A défaut d'études scientifiques aux résultats clairs et nets, le terrain peut apporter quelques réponses.

Si les responsables de la police bisontine n'ont pas donné suite à nos sollicitations, le Directeur départemental de la sécurité publique dans le Loiret, Thierry Guiguet-D'Oron, a répondu à nos collègues de France 3 Centre-Val de Loire. Pour ce responsable policier, l'absence d'éclairage n'augmente pas l'insécurité, mais "le sentiment d'insécurité." Il retient lui aussi qu' "il n'y a pas d'étude nationale récente qui montrerait une augmentation de la délinquance liée à une extinction des lumières dans certains quartiers." 

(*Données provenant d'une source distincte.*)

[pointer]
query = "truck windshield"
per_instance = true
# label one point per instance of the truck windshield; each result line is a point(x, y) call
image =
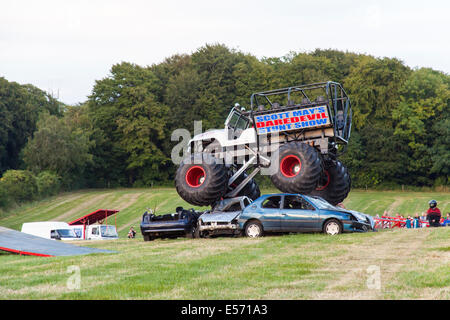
point(108, 231)
point(236, 120)
point(66, 233)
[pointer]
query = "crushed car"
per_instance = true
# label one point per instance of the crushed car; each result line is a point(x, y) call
point(286, 213)
point(173, 225)
point(223, 218)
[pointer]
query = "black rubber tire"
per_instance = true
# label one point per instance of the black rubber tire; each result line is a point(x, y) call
point(250, 190)
point(336, 183)
point(328, 223)
point(211, 189)
point(147, 237)
point(253, 223)
point(307, 178)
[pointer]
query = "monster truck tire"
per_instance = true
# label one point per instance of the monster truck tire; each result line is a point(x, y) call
point(335, 183)
point(250, 190)
point(201, 180)
point(300, 168)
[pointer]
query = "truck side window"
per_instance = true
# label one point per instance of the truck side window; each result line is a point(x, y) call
point(272, 203)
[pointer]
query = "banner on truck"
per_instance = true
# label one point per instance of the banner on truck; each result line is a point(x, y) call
point(292, 120)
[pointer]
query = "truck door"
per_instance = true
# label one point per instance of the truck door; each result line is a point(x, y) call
point(298, 214)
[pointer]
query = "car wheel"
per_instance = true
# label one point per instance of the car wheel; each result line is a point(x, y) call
point(254, 229)
point(332, 227)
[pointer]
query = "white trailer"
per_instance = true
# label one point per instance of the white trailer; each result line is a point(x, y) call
point(55, 230)
point(95, 232)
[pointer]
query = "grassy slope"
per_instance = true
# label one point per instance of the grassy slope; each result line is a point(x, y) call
point(294, 266)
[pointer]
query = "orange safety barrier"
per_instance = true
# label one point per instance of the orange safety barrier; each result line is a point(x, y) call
point(396, 222)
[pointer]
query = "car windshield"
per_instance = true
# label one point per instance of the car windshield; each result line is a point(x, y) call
point(67, 233)
point(108, 231)
point(321, 203)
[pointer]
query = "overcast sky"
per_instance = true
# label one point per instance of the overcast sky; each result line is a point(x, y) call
point(64, 46)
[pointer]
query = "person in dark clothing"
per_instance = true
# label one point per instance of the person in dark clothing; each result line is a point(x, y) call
point(433, 214)
point(131, 233)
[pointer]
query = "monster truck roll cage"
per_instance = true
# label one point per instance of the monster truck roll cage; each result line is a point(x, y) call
point(338, 106)
point(336, 99)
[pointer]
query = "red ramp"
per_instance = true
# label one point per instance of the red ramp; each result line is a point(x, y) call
point(27, 244)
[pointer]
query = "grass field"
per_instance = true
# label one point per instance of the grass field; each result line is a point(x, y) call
point(411, 263)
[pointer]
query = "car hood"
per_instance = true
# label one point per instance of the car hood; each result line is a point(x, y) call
point(360, 216)
point(220, 216)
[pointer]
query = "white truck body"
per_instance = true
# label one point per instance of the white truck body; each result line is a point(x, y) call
point(54, 230)
point(95, 232)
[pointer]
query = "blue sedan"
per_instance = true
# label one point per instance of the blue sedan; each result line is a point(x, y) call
point(300, 213)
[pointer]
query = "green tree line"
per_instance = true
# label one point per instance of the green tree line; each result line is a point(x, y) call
point(121, 135)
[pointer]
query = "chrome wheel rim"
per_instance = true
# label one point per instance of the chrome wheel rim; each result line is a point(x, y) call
point(253, 231)
point(332, 228)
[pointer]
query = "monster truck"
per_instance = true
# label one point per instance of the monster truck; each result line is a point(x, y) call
point(296, 142)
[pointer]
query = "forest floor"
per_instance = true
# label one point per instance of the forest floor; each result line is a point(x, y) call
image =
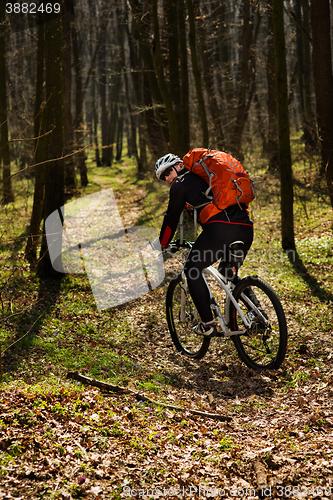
point(62, 439)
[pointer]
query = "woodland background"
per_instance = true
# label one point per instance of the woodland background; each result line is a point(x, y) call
point(88, 101)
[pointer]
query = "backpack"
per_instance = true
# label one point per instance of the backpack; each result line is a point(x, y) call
point(229, 184)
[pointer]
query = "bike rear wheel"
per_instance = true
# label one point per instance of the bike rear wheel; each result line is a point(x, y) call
point(182, 316)
point(264, 344)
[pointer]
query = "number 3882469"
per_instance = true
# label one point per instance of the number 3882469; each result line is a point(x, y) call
point(32, 8)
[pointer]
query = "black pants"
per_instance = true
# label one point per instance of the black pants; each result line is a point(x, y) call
point(232, 224)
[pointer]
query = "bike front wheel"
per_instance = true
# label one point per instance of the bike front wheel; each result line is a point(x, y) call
point(264, 344)
point(182, 316)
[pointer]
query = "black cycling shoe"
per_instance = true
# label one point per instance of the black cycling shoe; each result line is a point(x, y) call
point(207, 330)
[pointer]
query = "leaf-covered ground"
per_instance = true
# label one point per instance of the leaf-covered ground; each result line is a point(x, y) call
point(59, 439)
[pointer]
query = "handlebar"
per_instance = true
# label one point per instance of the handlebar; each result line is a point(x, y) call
point(174, 246)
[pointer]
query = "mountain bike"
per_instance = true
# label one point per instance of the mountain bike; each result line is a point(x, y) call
point(249, 313)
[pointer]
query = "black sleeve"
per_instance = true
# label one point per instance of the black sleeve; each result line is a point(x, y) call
point(177, 201)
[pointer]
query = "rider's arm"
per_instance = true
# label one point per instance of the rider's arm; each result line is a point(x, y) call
point(176, 205)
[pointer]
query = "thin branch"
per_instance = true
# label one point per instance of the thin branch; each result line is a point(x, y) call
point(140, 397)
point(49, 161)
point(16, 341)
point(31, 138)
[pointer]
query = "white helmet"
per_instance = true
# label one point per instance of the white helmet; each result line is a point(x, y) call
point(168, 160)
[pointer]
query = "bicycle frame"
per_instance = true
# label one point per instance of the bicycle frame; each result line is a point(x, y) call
point(224, 320)
point(227, 287)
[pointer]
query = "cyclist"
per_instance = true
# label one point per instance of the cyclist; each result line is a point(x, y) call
point(219, 231)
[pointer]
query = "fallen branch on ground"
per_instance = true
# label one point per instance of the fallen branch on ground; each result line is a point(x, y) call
point(140, 397)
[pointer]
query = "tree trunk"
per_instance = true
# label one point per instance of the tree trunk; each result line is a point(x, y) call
point(286, 179)
point(304, 71)
point(205, 22)
point(54, 171)
point(7, 196)
point(323, 82)
point(141, 15)
point(184, 83)
point(39, 129)
point(197, 74)
point(80, 157)
point(272, 139)
point(173, 127)
point(70, 181)
point(243, 84)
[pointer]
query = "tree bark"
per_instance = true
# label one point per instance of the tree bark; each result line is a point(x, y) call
point(70, 181)
point(173, 127)
point(39, 129)
point(197, 74)
point(205, 21)
point(184, 81)
point(54, 171)
point(78, 122)
point(323, 82)
point(272, 139)
point(142, 14)
point(286, 179)
point(7, 195)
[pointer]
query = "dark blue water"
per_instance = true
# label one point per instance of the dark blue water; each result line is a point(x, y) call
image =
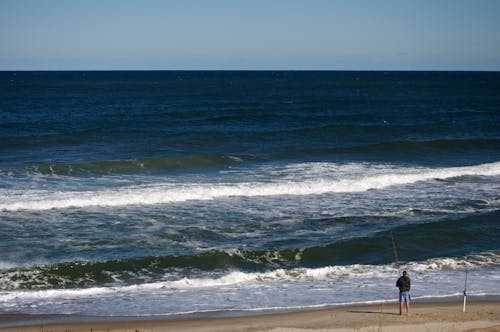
point(208, 191)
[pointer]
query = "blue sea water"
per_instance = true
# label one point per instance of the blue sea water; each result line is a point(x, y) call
point(166, 193)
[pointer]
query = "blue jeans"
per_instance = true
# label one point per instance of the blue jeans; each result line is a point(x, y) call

Même sur la sécurité routière, le DDSP du Loiret voit les choses du bon côté: "Les gens ont plutôt tendance à rouler moins vite (...) et les accidents sont moins graves". 

"Aucun problème" à Dole, dont le maire est LR

A Dole, la plus grande ville du Jura, le maire Les Républicains Jean-Baptiste Gagnoux ne relève "aucun problème" depuis le 4 novembre et l'extinction de l'éclairage de 23h à 6h dans 70% des rues de sa cité. Avec l'arrêt à 22h de l'éclairage des bâtiments publics, Dole espère faire baisser sa facture de 42%.

Les cambriolages ont lieu en fin d'après-midi, pour la plupart entre 15h et 17h, avant le retour des gens à leur domicile. Pas entre minuit et 6h.

Jean-Baptiste Gagnoux, maire Les Républicains de Dole

Au final, rien n'indique que l'insécurité augmente avec l'extinction des lampadaires. Elle aurait même tendance à diminuer dans bien des villes concernées, comme à Limoges, qui a quelques mois de recul sur la question.

Reste le sentiment d'insécurité. Pour rassurer les noctambules, des municipalités ont fait le choix de détecteurs de présence. C'est aussi ce que suggère l'opposition de droite à Besançon.